= Scott Fivelson =

Scott Fivelson is an American writer, playwright, and director, who was the writer and producer of American Reel, starring David Carradine, and Near Myth: The Oskar Knight Story.

==Early career==
Fivelson was born in Chicago, Illinois and attended Northwestern University. He has written short stories and satirical pieces for Chicago Magazine, the Chicago Tribune, Los Angeles magazine, the Los Angeles Times, the L.A. Weekly, Tales from the Heart of Hollywood, and other publications. He is the author of the one-act plays, Dial L for Latch-Key and Leading the Witness, published by Hen House Press. He is also the author of the 2013 novel Tuxes, which was published by BeachSide Press, and which was also released in a French e-edition from Polymancer Studios, Inc.

==Writing==
Fivelson is the writer and director of Near Myth: The Oskar Knight Story, a Hollywood biopic starring Lenny Von Dohlen as director "Oskar Knight". His short story in paperback and ebook form, Johnny Passe, also appears in the anthology, Fiction Noir, both published by Hen House Press.

As a screenwriter, Fivelson's film credits include American Reel, starring David Carradine, Michael Maloney, and Mariel Hemingway; and 3 Holes and a Smoking Gun, starring James Wilder, Joaquim de Almeida, Rudolf Martin, and Richard Edson. Near Myth: The Oskar Knight Story features an ensemble cast including Margaret O'Brien, Joaquim de Almeida, Julianna Guill, Kristina Anapau, and many other stars who share their memories and feelings about the legendary director.

His one-act plays, Dial L for Latch-Key and Leading the Witness, have been performed at the Upstairs at The Gatehouse theatre in Highgate Village, London, England, starring James Torme, and at The Phoenix Theatre in San Francisco, presented by Off Broadway West.
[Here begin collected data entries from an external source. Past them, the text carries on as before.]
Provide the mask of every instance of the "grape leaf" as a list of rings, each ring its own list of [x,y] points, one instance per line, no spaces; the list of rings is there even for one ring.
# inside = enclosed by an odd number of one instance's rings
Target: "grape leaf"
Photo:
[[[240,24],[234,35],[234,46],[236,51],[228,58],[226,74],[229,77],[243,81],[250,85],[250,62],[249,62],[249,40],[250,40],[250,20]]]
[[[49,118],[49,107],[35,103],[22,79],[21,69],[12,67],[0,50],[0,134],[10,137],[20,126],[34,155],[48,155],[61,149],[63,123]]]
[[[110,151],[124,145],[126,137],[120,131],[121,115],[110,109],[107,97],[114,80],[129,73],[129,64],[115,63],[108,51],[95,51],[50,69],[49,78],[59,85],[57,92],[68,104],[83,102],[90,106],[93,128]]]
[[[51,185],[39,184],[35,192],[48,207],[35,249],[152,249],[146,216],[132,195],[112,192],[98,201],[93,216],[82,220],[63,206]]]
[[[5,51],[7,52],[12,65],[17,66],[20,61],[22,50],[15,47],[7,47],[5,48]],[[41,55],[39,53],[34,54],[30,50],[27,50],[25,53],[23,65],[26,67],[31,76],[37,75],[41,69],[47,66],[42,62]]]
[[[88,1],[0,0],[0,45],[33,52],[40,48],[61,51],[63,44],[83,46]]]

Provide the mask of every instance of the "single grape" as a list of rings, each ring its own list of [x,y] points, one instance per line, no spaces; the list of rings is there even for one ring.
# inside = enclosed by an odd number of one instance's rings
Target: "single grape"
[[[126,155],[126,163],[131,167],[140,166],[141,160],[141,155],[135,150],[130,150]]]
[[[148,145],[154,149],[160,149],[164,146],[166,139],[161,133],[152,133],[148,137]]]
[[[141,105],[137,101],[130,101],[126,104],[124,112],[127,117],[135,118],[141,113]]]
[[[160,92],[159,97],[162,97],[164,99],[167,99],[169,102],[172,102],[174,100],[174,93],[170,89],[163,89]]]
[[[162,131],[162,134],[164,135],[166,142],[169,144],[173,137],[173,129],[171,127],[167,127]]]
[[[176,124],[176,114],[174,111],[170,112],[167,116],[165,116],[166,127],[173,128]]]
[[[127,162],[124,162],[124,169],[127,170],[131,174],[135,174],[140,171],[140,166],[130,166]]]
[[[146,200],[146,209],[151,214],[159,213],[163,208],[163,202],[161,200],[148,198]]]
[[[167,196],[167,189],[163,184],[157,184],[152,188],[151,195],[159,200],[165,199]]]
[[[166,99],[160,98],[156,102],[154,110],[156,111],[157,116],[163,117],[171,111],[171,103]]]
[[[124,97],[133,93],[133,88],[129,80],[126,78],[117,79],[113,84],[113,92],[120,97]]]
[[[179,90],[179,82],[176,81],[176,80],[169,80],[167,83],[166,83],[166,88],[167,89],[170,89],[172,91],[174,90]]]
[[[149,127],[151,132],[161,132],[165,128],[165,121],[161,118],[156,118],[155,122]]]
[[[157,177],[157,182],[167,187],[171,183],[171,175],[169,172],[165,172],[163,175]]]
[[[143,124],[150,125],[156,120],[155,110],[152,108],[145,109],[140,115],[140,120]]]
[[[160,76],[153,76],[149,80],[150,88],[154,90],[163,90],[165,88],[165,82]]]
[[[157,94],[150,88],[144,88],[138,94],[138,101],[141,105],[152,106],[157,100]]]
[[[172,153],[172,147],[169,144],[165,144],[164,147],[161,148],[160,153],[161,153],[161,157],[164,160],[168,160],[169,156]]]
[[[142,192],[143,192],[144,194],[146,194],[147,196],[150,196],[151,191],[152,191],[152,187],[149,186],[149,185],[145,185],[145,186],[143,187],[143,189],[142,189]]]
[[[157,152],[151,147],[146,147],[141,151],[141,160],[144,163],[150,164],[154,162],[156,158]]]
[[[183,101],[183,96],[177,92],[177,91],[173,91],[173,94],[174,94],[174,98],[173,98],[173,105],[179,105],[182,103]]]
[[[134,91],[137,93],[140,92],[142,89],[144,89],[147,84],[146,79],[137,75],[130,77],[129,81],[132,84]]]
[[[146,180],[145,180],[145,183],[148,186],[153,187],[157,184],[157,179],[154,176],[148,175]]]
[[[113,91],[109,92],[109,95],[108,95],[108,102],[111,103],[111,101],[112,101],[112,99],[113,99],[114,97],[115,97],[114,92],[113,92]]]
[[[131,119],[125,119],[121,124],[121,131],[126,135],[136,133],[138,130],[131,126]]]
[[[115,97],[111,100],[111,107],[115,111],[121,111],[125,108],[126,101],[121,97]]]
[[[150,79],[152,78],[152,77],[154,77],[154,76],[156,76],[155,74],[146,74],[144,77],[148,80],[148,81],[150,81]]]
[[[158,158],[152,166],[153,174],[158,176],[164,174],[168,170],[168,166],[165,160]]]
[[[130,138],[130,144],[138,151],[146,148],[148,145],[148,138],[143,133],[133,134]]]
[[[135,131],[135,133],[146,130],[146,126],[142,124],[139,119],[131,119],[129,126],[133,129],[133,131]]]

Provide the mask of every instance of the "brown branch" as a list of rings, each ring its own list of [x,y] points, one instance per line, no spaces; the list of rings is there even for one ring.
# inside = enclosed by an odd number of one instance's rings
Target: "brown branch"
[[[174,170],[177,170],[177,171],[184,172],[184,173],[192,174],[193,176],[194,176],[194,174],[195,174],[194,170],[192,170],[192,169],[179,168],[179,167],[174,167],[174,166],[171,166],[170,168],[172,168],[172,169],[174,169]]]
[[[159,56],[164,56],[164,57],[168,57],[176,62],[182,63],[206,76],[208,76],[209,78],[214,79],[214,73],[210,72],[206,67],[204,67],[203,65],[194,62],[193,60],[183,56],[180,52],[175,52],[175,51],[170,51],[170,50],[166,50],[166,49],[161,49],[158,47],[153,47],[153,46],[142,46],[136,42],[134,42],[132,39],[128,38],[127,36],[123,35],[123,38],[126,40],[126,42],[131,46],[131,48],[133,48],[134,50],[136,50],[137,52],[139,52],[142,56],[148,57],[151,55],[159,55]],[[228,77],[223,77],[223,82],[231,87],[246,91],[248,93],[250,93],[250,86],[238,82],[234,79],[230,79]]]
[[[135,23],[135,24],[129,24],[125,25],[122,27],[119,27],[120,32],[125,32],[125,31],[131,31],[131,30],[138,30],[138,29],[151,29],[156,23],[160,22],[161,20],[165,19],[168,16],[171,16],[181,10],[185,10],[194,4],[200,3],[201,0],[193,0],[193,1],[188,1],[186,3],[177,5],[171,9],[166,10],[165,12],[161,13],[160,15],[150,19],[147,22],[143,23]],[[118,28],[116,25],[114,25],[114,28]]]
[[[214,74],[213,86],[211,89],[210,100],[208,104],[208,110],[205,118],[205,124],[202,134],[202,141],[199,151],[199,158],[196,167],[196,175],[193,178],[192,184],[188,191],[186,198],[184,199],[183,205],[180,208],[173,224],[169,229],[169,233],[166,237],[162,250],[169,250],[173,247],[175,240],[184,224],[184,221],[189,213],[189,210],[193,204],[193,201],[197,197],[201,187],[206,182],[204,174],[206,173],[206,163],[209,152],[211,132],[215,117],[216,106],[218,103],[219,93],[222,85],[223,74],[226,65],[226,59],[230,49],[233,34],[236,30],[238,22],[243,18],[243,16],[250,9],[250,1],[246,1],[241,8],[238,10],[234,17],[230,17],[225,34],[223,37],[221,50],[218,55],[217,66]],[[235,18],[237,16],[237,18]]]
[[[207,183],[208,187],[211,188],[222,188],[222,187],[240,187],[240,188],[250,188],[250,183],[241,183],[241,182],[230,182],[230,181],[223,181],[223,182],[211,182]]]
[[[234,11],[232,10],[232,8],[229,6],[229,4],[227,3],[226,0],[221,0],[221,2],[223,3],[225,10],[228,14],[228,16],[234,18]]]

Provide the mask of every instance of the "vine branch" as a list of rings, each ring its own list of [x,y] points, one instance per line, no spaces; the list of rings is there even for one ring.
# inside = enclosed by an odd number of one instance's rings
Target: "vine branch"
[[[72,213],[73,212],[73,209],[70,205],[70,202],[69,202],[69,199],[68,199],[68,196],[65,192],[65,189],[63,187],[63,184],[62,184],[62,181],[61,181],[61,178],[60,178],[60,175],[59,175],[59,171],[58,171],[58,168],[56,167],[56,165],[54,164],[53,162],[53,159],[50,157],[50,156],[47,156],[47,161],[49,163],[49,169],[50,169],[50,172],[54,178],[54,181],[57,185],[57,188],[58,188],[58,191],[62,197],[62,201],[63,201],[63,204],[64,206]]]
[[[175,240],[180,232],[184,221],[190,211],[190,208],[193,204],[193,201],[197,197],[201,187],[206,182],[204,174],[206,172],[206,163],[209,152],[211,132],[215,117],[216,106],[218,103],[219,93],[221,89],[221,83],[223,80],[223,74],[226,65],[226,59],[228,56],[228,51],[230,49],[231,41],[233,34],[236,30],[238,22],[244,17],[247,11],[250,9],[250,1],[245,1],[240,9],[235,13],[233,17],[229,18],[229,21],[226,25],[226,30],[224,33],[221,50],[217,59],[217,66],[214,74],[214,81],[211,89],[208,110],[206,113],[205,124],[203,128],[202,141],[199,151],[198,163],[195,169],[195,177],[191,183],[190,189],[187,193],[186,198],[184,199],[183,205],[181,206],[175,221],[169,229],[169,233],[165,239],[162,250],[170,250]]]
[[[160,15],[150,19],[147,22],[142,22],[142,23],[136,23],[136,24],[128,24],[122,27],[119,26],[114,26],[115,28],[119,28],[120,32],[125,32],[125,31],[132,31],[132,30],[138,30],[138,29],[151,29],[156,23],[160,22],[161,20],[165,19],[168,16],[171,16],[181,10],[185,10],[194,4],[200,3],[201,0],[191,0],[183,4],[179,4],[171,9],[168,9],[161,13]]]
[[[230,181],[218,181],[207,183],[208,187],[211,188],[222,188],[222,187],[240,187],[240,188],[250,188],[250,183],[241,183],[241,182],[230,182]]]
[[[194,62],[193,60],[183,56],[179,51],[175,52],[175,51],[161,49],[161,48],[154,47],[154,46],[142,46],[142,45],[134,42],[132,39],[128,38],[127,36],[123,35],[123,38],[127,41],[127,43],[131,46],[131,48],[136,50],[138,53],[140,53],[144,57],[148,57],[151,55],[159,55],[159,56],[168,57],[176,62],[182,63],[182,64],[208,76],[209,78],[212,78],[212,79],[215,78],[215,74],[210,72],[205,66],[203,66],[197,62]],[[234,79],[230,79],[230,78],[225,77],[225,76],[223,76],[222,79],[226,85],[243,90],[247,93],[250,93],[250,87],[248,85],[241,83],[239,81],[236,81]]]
Dial L for Latch-Key: The Radio Play has been released as an audiobook by Blackstone Audio. This radio play version, which he directed, has been broadcast on Resonance FM radio in London.

Fivelson's short story, "A Farewell to Legs" —Hemingway-esque prose about a jogger in a marathon across Africa — has also been published as an audiobook by Blackstone Audio. The audiobook is read by actress Mariel Hemingway, the granddaughter of Ernest Hemingway.

Fivelson has done work as a songwriter. His songs include “Secret Entrance to Your Heart” by Breeze BossaNova, “What the Piano Knows” by Dave Corwin and Catherine Ashcroft, and the jazz album Awesome in New York, featuring Mishka Spiro and Zane Musa.